Year	Cash Flows ($)	Cumulative net Cash flow ($)
0	-96,000	-96,000
1	20,000	-76,000
2	40,000	-36,000
3	40,000	4,000
4	20,000	24,000
5	30,000	54,000

Payback Period = Years before full recover + (Unrecovered cash inflow at start of the year/cash flow during the year)

= 2 Year + ($36,000 / $40,000)

= 2 Year + 0.90 Years

= 2.90 Years

(b)-Net Present Value (NPV)

Year	Annual Cash Inflow ($)	Present Value Factor at 9%	Present Value of Annual Cash Inflow ($)
1	20,000	0.91743	18,348.62
2	40,000	0.84168	33,667.20
3	40,000	0.77218	30,887.34
4	20,000	0.70843	14,168.50
5	30,000	0.64993	19,497.94
TOTAL			1,16,569.61

Net Present Value = Present Value of annual cash inflows – Present value of cash outflows

= $1,16,569.61 - $96,000

= $20,569.61

NOTE

The Formula for calculating the Present Value Factor is is [1/(1 + r)ⁿ], Where “r” is the Discount Rate and “n” is the number of years.
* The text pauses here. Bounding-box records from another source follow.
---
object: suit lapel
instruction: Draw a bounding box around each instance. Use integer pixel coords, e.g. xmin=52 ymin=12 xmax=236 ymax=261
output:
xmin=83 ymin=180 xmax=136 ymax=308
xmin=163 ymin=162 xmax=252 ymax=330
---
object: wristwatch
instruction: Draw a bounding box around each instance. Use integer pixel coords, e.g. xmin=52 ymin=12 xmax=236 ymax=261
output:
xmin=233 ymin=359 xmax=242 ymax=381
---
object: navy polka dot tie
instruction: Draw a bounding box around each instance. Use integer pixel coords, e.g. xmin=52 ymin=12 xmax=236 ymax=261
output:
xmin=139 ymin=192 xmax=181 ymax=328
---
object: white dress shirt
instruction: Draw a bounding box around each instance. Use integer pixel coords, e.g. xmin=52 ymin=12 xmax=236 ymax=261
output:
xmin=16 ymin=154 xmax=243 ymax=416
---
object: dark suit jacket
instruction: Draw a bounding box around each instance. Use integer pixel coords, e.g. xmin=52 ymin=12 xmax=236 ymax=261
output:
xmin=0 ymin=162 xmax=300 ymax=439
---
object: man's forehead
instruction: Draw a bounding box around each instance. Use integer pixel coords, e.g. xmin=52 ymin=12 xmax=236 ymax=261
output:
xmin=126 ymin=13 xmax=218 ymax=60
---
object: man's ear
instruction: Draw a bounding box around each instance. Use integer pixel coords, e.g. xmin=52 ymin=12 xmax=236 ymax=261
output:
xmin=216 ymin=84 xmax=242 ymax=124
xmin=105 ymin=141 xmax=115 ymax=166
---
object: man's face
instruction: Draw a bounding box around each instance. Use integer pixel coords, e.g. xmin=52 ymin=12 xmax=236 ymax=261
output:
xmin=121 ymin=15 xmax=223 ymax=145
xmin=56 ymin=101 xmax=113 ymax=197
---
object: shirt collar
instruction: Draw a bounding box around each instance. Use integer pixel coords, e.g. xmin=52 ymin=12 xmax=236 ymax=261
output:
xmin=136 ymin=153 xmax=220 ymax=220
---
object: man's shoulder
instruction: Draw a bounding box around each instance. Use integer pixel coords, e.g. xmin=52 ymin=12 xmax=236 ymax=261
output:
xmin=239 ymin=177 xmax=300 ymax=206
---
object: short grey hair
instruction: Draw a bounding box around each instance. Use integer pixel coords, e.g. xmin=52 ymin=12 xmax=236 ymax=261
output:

(c)-Internal Rate of Return (IRR)

Step – 1, Firstly calculate NPV at a guessed discount Rate, Say 16%

Year	Annual Cash Flow	Present Value factor at 16%	Present Value of Cash Flow
1	20,000	0.86207	17,241.38
2	40,000	0.74316	29,726.52
3	40,000	0.64066	25,626.31
4	20,000	0.55229	11,045.82
5	30,000	0.47611	14,283.39
TOTAL			97,923.41

Net Present Value (NPV) = Present Value of annual cash inflows – Initial Investment

= $97,923.41 - $96,000

= $1,923.41

Step – 2, NPV at 16% is positive, Calculate the NPV again at a higher discount rate, Say 18%

Year	Annual Cash Flow	Present Value factor at 18%	Present Value of Cash Flow
1	20,000	0.84746	16,949.15
2	40,000	0.71818	28,727.38
3	40,000	0.60863	24,345.23
4	20,000	0.51579	10,315.78
5	30,000	0.43711	13,113.28
TOTAL			93,450.82

Net Present Value (NPV) = Present Value of annual cash inflows – Initial Investment

= $93,450.82 - $96,000

= -$2,549.18 (Negative NPV)

Therefore IRR = R1 + NPV1(R2-R1)

                                   NPV1-NPV2

= 0.16 + [$1,923.41 x (0.18 – 0.16)]

              $1,923.41 – (-$2,549.18)

= 0.16 + 0.0084

= 0.1684

= 16.84%

“Therefore, The Internal Rate of Return (IRR) for the Project = 16.84%”

(d)-DECISION

Rieger International should “ACCEPT” the Proposed Investment Project, Since the NPV of the Project is Positive $20,569.61 and the IRR (16.84%) is greater than the Cost of Capital of 9%, and therefore, the project should be accepted.